When Shakespeare's Pandarus talks to Troilus of kneading the dough, we need to see the actor thrust his hips a little to get the dirty joke. Lesser writers would simply go for a cheap laugh about how having sex is like kneading dough. Lesser writers might be easier to read, but they are not as much fun to watch.
Another thing Shakespeare gets spot-on is that people are complicated. His characters are full of contradictions, they love and hate at the same time and his tragic heroes, like in all tragedies, are the agents of their downfall.
I am not beyond contradicting myself. As Walt Whitman writes in Leaves of Grass “I contradict myself? Very well, I contradict myself. I am large, I contain multitudes.” I prefer Shakespeare’s plays to French classics but I love best seeing plays in Montreal, especially the French classics of Racine and Molière. The reason has something to do with Shakespeare after all. Like the audiences of Shakespeare’s London, Montreal audiences go to the theater to have fun and the actors play to earn a living. Few French Canadian actors can or even want to make careers in Hollywood or Paris. Because our market is smaller, our actors are more approachable and less aloof. Montreal is one of the few places in the world where we can experience the theater with the same energy and intimacy that pervaded Shakespeare’s London.
Intimacy works. In 1996 I took my then wife to see Cyrano de Bergerac at the Théâtre du Nouveau Monde in downtown Montreal. Being Japanese, she spoke not a word of French, but even so, at the end of the play she was crying like a baby as Cyrano died. (I was too.) It’s hard to imagine something like this in huge cities like New York, London, or Paris.
Even the magnificent reconstructed Globe Theater in London fails to deliver intimacy. The building is right but the attempt is forced, there are too many tourists, and there is no sense of community. The Globe is a deserving, raging success, but my point is that it’s not a local theater, whereas all theat
er in Montreal is local.
Shakespeare wrought plays
Shakespeare was a playwright. Note the spelling: it’s “playwright”, not “playwrite”. We think of Shakespeare and other playwrights as writers, so it’s easy to confuse the spelling. The word “wright” comes from the Old English word for a worker. We hardly use it nowadays, but it survives in the phrase “wrought iron”. But Shakespeare didn’t merely write his plays, he also produced and performed in them. And he kept track of the money too. He worked on every aspect of the theater business, so he was indeed a playwright.
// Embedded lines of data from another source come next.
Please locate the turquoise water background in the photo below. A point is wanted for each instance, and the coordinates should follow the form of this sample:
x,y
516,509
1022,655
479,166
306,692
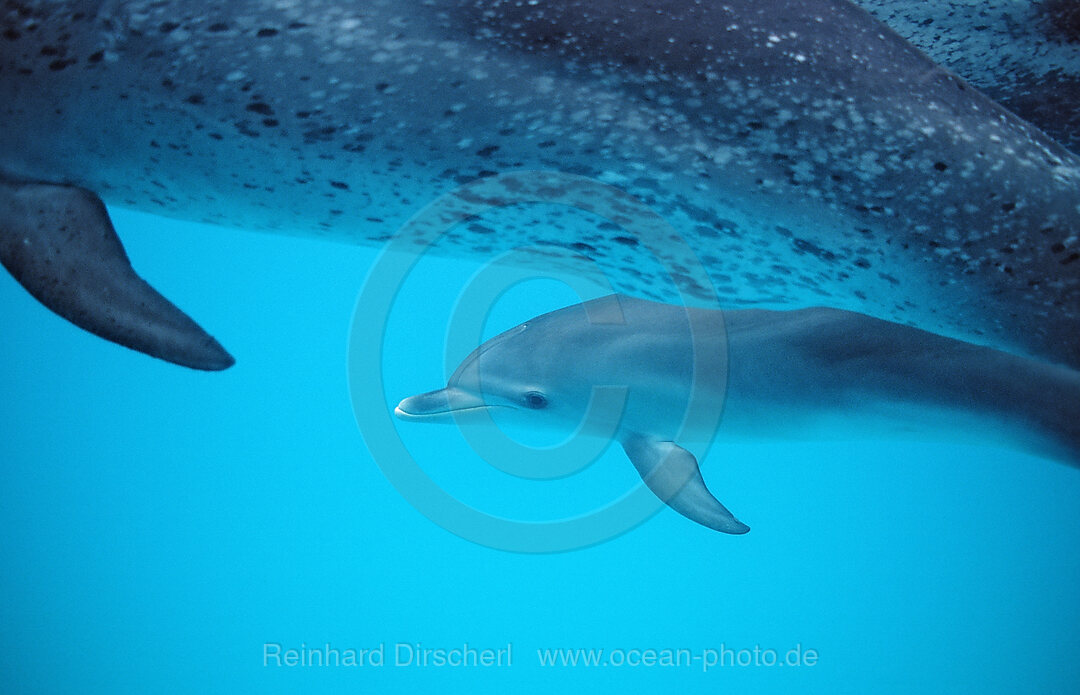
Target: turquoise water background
x,y
160,527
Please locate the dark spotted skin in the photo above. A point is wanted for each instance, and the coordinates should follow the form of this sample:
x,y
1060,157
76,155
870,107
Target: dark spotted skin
x,y
807,153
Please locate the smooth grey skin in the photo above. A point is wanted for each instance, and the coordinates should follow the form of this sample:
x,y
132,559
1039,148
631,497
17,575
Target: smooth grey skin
x,y
775,375
807,153
58,243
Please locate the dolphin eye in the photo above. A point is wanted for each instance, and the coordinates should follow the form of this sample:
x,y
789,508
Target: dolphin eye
x,y
536,399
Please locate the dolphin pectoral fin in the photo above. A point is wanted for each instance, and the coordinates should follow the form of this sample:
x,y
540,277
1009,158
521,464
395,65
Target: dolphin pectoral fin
x,y
672,474
58,243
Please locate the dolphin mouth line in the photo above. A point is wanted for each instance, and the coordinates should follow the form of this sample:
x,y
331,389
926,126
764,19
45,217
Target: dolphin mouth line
x,y
431,414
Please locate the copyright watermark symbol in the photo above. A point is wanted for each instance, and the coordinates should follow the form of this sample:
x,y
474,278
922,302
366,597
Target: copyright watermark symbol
x,y
525,191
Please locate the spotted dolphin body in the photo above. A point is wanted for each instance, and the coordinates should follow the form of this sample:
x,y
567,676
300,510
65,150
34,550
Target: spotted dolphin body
x,y
806,152
786,375
1025,55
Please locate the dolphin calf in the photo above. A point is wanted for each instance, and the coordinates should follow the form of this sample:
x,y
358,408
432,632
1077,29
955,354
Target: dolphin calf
x,y
791,375
806,152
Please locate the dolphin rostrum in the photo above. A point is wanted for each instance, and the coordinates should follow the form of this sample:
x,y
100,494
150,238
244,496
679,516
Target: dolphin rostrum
x,y
807,153
791,375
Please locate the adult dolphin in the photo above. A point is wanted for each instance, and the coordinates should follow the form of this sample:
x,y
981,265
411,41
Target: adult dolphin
x,y
806,152
774,375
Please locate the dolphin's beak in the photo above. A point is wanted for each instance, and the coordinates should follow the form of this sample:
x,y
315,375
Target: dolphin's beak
x,y
440,406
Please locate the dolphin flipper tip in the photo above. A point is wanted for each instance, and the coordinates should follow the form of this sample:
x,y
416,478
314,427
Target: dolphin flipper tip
x,y
58,243
673,475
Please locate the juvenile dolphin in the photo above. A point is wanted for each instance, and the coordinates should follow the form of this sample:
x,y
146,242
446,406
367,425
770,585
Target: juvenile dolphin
x,y
791,375
805,151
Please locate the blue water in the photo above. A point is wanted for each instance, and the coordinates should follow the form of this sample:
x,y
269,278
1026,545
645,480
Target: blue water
x,y
167,531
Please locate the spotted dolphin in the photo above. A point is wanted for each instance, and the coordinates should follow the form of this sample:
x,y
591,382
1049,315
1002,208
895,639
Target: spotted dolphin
x,y
805,151
755,373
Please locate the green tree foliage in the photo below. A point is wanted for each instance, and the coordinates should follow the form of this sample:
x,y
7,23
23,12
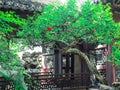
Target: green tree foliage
x,y
71,24
10,65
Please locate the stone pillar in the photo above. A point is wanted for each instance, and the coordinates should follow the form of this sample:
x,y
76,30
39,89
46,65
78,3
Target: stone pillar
x,y
58,62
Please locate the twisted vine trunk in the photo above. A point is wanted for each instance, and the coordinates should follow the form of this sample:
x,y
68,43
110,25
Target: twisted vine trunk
x,y
90,65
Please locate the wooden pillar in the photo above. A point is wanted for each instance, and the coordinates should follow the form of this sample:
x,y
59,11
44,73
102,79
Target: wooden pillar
x,y
109,69
67,64
58,62
72,63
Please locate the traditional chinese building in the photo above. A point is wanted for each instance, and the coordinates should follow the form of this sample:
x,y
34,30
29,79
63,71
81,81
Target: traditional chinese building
x,y
68,65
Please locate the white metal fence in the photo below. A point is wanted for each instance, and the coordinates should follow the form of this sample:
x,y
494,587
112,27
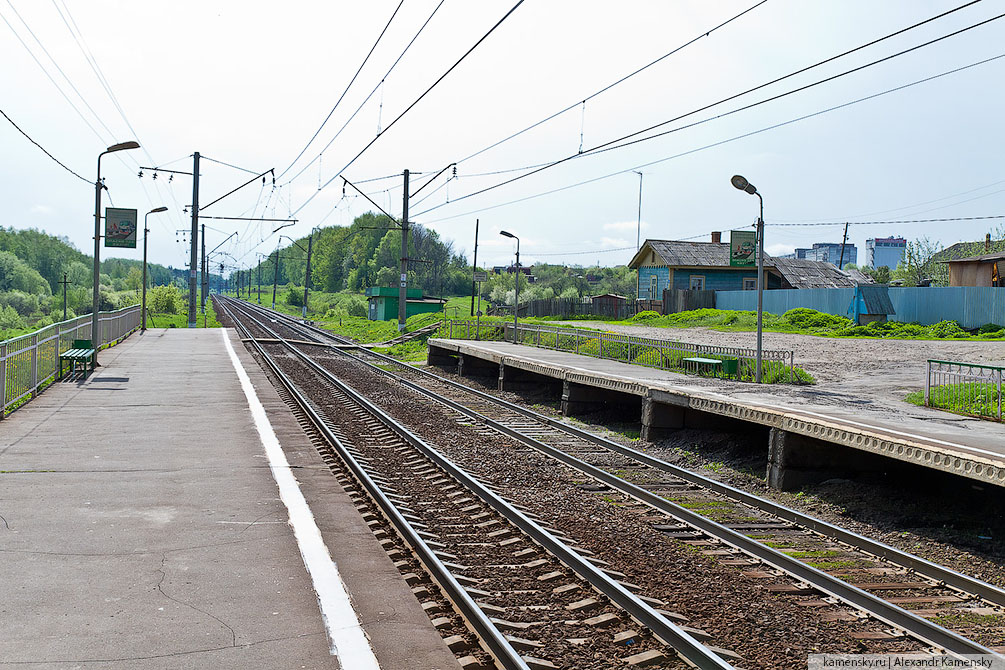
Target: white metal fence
x,y
30,363
965,388
777,366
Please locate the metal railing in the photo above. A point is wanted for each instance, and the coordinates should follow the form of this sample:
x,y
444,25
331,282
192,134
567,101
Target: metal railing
x,y
965,388
29,363
778,366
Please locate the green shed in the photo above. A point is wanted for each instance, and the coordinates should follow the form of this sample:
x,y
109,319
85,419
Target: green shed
x,y
383,303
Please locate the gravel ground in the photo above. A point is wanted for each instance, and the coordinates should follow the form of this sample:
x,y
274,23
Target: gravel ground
x,y
767,630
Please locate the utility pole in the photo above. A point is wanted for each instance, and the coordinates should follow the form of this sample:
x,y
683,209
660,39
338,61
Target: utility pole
x,y
403,289
307,278
474,268
205,269
65,282
840,263
194,250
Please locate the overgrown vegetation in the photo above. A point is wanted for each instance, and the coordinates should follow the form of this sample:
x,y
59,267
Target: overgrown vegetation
x,y
810,321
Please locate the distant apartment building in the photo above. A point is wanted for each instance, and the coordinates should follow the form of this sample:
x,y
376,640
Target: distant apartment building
x,y
886,251
829,252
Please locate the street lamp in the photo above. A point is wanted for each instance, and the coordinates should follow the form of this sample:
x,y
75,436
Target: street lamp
x,y
146,231
638,233
516,300
95,295
745,186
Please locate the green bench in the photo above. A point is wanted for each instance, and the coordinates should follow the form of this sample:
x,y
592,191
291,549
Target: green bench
x,y
81,353
697,365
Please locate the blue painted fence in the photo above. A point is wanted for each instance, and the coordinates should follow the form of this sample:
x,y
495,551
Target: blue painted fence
x,y
971,306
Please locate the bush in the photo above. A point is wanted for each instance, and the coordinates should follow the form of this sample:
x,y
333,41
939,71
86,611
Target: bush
x,y
23,303
293,296
164,299
10,319
947,330
802,317
645,315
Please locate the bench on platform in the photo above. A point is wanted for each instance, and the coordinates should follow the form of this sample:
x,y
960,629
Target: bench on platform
x,y
81,352
698,366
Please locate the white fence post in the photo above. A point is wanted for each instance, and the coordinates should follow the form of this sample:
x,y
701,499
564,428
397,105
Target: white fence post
x,y
3,382
928,384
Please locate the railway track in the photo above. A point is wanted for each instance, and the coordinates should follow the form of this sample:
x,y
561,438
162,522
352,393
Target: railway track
x,y
823,563
475,548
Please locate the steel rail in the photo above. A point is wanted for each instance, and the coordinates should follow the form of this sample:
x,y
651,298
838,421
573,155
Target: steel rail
x,y
895,616
894,555
493,642
673,636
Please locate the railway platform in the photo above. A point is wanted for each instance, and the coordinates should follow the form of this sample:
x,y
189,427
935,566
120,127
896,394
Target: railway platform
x,y
169,512
811,437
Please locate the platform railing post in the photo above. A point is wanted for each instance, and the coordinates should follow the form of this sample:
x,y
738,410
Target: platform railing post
x,y
928,384
34,365
3,382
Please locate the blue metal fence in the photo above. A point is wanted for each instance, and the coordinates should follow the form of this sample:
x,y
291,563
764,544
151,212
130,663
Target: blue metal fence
x,y
971,306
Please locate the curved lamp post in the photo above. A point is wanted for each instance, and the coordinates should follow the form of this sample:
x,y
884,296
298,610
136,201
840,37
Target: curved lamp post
x,y
516,300
745,186
95,340
146,232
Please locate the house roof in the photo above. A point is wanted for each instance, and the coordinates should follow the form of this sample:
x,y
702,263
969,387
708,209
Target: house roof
x,y
799,272
983,258
698,254
803,273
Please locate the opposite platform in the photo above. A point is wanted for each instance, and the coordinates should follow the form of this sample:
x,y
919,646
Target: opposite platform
x,y
142,526
799,417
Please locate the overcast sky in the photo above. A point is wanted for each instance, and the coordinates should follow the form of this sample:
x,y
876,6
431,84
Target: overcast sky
x,y
248,82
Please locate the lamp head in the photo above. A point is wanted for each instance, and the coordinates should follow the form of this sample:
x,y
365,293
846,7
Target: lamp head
x,y
742,184
122,147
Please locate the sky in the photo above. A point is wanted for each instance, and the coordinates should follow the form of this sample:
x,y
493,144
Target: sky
x,y
249,82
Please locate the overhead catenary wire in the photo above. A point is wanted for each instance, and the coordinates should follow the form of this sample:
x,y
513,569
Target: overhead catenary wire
x,y
414,102
719,143
348,86
44,151
380,85
625,141
607,87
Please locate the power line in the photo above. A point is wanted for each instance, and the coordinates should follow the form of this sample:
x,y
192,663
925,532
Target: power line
x,y
721,142
250,172
416,101
58,162
889,223
367,98
360,69
613,144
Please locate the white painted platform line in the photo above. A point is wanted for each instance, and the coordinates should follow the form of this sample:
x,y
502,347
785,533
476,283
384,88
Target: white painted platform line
x,y
345,634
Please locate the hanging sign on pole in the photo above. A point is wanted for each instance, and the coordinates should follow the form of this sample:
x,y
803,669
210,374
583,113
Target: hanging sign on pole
x,y
742,247
120,227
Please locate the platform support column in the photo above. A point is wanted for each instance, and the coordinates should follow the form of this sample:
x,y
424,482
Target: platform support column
x,y
581,399
660,419
796,460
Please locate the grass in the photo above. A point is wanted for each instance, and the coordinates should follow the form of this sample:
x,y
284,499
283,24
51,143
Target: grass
x,y
180,320
814,553
809,321
973,398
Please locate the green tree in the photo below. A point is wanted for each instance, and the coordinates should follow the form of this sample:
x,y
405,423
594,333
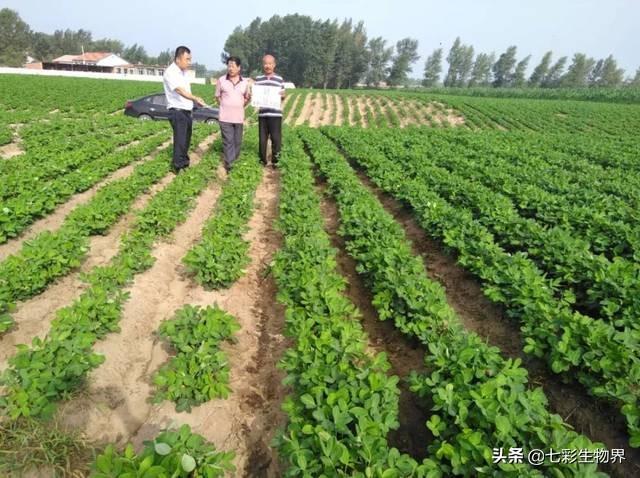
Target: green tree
x,y
503,68
406,55
540,71
15,38
379,58
107,45
636,79
553,76
595,73
610,75
41,47
164,58
70,42
454,58
519,79
432,69
466,65
577,74
135,54
481,73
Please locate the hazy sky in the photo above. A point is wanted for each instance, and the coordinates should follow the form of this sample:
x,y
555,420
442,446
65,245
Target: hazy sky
x,y
595,27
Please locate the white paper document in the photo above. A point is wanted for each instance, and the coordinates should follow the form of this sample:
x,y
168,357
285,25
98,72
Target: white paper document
x,y
266,97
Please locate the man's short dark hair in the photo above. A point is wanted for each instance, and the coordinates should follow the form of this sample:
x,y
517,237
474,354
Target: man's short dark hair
x,y
181,50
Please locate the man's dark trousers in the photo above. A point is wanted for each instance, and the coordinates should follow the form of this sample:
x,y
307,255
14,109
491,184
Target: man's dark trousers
x,y
231,142
181,123
270,126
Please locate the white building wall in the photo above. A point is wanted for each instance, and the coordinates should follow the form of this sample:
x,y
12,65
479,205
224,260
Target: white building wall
x,y
89,74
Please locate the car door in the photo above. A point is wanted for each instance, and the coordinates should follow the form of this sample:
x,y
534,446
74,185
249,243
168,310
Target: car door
x,y
159,107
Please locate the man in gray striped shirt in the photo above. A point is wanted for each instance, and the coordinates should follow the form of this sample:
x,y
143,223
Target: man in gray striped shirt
x,y
270,120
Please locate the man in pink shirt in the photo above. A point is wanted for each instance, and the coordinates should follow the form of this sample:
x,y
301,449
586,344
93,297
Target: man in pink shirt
x,y
232,94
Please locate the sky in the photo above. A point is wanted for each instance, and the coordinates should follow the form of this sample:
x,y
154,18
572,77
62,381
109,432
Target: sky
x,y
594,27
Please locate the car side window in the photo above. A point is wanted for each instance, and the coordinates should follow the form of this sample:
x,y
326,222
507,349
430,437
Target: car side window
x,y
160,100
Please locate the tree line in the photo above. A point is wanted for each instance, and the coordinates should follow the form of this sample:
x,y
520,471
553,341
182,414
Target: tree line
x,y
17,40
322,53
332,54
484,70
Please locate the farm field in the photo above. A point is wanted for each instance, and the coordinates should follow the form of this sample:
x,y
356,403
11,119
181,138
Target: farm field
x,y
424,283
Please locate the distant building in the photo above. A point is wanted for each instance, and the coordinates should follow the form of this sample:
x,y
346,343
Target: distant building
x,y
101,62
101,65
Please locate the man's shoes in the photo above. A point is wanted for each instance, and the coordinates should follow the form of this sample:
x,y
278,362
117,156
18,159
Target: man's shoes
x,y
176,170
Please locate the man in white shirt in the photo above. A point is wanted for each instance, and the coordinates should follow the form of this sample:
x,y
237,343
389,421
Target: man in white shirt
x,y
177,89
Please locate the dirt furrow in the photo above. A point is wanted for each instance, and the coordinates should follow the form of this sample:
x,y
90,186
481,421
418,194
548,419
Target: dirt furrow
x,y
116,406
55,219
33,317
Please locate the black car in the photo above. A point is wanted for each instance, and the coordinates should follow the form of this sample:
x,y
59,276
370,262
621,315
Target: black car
x,y
155,107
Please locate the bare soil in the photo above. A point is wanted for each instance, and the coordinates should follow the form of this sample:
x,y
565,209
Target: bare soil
x,y
55,219
590,416
116,404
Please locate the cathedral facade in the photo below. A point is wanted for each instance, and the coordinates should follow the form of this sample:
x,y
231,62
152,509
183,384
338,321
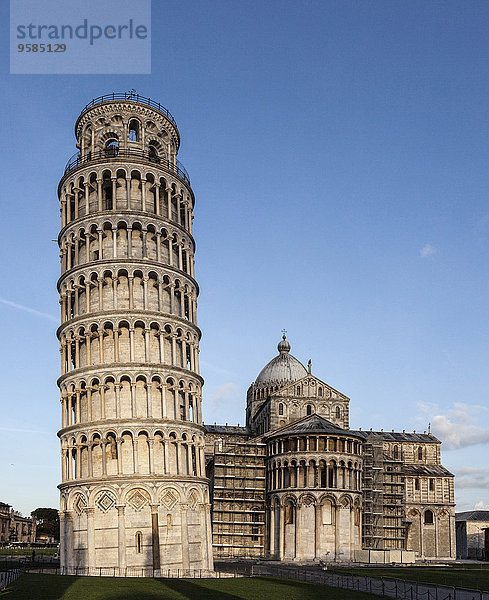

Never forget that Shakespeare’s plays are not meant to be read or even merely seen. They are meant to be created or recreated on stage and that means the director and the actors must decide what the plays mean.
For example, at the end of Measure for Measure, the Duke asks Isabella to leave the nunnery and instead become his wife, but Isabella has no more lines. Does she accept the Duke’s proposal or does she turn him down?
That’s for each director to decide. Given that all his plays take for granted that a woman must marry, as does Elizabethan society, we can reasonably assume that this was Shakespeare’s intention. But if that is so, why doesn’t he have an overjoyed Isabella accept out loud? Shakespeare sometimes hides his intention.